I let go of my resistance and the sea of spirits washed me away. I lost consciousness.

Now I'm not sure if I woke up or my consciousness descended from on high, but I was back in the Black House looking Doctor Knightfall in the eyes and almost no time had passed at all. The stone was pulsing in my hand. It's just a stone, but I could swear I felt it grinning, heard it laughing its inhuman laugh.

Valentina extended her hand across the table, palm face-up. The Lavaliere bathed their faces in its faint amber glow. Franklin took another bite of his sandwich, eyes fixed to the stone.

"...Every opening?"

"I don't want to talk about that," she said, rolling her eyes. Her body shuddered.

"Were you even wearing anything in this...dream?"

"I...actually don't remember. It didn't occur to me to think about it."

"So, what you're gonna do to him...What did he do to you?"

"Don't want to talk about that either."

Franklin stared his blank, wide-eyed "processing" stare; that familiar stare he had for when some facet of interaction with humans was remote but he was working on understanding from a distance. His was a purely factual curiosity, but after several long moments he seemed to grasp that, for her, it was an emotionally charged experience. "S-sorry," he offered, gluing his eyes to the table while Valentina shoved the stone back into her pocket.

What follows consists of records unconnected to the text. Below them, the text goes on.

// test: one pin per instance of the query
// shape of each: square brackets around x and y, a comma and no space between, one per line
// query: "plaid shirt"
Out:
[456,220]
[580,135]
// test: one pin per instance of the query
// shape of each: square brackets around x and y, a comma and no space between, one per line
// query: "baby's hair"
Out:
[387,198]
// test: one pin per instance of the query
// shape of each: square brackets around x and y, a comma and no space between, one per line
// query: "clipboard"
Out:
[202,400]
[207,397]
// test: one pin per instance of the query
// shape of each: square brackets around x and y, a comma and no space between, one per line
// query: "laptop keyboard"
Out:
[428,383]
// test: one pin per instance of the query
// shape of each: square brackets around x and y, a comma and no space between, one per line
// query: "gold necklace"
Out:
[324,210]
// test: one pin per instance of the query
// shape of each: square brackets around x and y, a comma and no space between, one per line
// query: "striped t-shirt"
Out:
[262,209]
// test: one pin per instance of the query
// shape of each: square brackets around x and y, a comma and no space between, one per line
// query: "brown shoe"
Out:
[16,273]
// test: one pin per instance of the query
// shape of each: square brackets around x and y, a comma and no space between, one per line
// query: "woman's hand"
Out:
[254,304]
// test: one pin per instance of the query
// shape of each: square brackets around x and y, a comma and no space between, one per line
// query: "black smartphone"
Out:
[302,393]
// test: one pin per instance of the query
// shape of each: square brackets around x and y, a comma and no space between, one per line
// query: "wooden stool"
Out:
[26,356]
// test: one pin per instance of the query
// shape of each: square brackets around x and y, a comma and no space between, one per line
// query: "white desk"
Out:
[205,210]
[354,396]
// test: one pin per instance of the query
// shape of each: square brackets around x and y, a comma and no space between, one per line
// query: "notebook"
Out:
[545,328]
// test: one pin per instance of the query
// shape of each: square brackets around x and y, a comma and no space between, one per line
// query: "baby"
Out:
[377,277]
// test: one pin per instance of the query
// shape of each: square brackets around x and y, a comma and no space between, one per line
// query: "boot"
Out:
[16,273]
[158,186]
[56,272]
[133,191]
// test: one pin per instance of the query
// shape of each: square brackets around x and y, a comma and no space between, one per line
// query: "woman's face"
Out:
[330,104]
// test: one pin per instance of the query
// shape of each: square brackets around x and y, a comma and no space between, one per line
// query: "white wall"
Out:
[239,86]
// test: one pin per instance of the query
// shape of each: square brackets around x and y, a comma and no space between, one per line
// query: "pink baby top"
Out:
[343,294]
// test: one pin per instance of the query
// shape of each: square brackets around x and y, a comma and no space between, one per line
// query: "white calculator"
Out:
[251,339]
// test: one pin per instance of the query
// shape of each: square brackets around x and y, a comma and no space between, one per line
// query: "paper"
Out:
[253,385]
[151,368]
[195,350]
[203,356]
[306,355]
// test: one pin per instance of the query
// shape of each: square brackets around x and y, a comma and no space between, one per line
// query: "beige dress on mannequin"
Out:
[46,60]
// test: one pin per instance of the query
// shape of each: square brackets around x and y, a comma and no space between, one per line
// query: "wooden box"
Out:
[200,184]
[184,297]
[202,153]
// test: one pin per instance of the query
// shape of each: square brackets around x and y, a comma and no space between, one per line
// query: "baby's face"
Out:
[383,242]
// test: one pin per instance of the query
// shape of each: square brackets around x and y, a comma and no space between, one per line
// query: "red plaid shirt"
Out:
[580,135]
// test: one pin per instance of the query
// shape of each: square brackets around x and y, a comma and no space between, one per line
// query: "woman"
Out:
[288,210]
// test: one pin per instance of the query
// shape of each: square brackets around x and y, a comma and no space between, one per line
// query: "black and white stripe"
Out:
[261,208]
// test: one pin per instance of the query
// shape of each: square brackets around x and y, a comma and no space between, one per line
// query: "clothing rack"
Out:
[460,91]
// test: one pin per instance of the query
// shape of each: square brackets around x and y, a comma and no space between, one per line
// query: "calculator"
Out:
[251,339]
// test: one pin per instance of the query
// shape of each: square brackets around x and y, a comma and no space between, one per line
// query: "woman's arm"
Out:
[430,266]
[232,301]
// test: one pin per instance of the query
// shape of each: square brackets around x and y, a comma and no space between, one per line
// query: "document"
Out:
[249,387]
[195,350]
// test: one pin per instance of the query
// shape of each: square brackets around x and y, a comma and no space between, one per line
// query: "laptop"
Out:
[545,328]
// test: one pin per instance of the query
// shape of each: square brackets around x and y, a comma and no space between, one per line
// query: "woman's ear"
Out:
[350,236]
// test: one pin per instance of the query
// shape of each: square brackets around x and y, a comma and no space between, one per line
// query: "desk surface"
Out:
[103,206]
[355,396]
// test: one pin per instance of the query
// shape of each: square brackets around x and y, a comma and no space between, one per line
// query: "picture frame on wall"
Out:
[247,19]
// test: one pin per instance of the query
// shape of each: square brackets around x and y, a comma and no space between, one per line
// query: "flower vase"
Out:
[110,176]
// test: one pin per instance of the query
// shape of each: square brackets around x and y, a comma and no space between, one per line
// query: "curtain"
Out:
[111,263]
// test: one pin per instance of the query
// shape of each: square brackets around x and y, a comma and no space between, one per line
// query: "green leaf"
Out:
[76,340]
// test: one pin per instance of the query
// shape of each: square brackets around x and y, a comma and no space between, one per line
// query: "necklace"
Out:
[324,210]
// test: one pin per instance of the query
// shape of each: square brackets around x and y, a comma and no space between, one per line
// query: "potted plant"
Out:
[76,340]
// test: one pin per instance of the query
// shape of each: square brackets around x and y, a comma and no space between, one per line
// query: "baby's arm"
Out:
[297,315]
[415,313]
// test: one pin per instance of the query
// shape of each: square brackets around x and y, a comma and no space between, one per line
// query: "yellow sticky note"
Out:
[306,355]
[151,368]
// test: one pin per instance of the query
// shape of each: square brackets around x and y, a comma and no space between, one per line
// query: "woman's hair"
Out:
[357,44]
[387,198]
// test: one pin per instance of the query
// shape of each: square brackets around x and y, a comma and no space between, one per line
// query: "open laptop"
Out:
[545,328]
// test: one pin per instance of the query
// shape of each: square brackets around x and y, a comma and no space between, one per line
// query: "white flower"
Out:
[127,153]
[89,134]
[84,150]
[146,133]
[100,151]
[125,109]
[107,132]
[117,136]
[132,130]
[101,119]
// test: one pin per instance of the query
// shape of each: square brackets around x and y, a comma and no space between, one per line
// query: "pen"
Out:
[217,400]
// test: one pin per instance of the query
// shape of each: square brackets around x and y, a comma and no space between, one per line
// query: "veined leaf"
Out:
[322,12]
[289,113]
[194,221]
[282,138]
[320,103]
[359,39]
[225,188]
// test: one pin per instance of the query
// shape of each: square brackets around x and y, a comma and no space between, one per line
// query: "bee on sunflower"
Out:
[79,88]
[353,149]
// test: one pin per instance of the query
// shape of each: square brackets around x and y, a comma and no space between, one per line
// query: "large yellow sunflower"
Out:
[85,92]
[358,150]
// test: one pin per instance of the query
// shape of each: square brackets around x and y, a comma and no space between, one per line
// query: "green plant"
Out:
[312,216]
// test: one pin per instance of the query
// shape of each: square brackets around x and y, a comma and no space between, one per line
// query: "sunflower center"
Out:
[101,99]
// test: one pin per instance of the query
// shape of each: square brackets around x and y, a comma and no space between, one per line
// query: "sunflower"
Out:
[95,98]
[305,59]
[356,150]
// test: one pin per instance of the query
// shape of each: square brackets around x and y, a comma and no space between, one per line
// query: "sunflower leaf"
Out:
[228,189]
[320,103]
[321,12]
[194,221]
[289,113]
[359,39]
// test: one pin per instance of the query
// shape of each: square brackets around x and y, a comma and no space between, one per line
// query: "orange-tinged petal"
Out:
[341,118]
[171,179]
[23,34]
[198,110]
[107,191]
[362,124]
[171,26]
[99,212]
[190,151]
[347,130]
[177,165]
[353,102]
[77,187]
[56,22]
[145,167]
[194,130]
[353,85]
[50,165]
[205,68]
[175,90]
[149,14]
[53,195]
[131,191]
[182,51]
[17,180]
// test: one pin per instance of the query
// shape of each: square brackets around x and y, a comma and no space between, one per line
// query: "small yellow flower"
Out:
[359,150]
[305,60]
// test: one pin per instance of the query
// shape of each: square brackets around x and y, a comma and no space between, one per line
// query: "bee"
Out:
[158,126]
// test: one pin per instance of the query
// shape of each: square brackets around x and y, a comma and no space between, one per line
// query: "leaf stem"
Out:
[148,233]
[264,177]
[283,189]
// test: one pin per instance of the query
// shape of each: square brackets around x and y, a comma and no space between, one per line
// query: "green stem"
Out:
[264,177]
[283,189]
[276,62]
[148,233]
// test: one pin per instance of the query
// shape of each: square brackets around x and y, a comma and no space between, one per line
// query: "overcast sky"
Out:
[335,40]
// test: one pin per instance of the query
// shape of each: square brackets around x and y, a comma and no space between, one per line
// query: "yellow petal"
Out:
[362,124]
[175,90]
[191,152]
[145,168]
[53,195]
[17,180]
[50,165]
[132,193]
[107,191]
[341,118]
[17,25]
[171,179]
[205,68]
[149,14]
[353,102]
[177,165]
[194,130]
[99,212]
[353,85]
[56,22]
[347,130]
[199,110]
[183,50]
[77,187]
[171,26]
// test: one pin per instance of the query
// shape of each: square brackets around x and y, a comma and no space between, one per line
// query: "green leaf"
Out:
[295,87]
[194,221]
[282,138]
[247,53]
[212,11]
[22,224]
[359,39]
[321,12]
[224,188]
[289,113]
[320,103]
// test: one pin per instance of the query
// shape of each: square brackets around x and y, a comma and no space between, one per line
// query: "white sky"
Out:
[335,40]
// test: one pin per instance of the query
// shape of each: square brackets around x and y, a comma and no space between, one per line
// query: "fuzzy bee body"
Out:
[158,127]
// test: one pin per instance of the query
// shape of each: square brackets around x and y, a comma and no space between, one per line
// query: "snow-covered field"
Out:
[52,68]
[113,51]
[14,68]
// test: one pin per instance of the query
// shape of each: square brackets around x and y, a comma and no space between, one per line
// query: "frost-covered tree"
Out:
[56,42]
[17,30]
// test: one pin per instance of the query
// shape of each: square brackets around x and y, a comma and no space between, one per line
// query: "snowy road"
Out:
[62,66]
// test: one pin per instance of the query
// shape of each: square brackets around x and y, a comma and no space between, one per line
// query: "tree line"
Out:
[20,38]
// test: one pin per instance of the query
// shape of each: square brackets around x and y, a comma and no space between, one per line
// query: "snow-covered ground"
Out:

"Yeah, me too." She caressed the gem lightly with her thumb and forefinger. Grimmwald went through a lot of trouble to obtain the Lavaliere. Now she, a piece of lowly filth forcibly removed from one of the worst thieves' dens on the planet, held one of the most powerful objects in existence. But that didn't exactly mean Valentina's luck was changing. For now, all it meant was that she'd found a new Devil to dance with, another entity that sought to control her.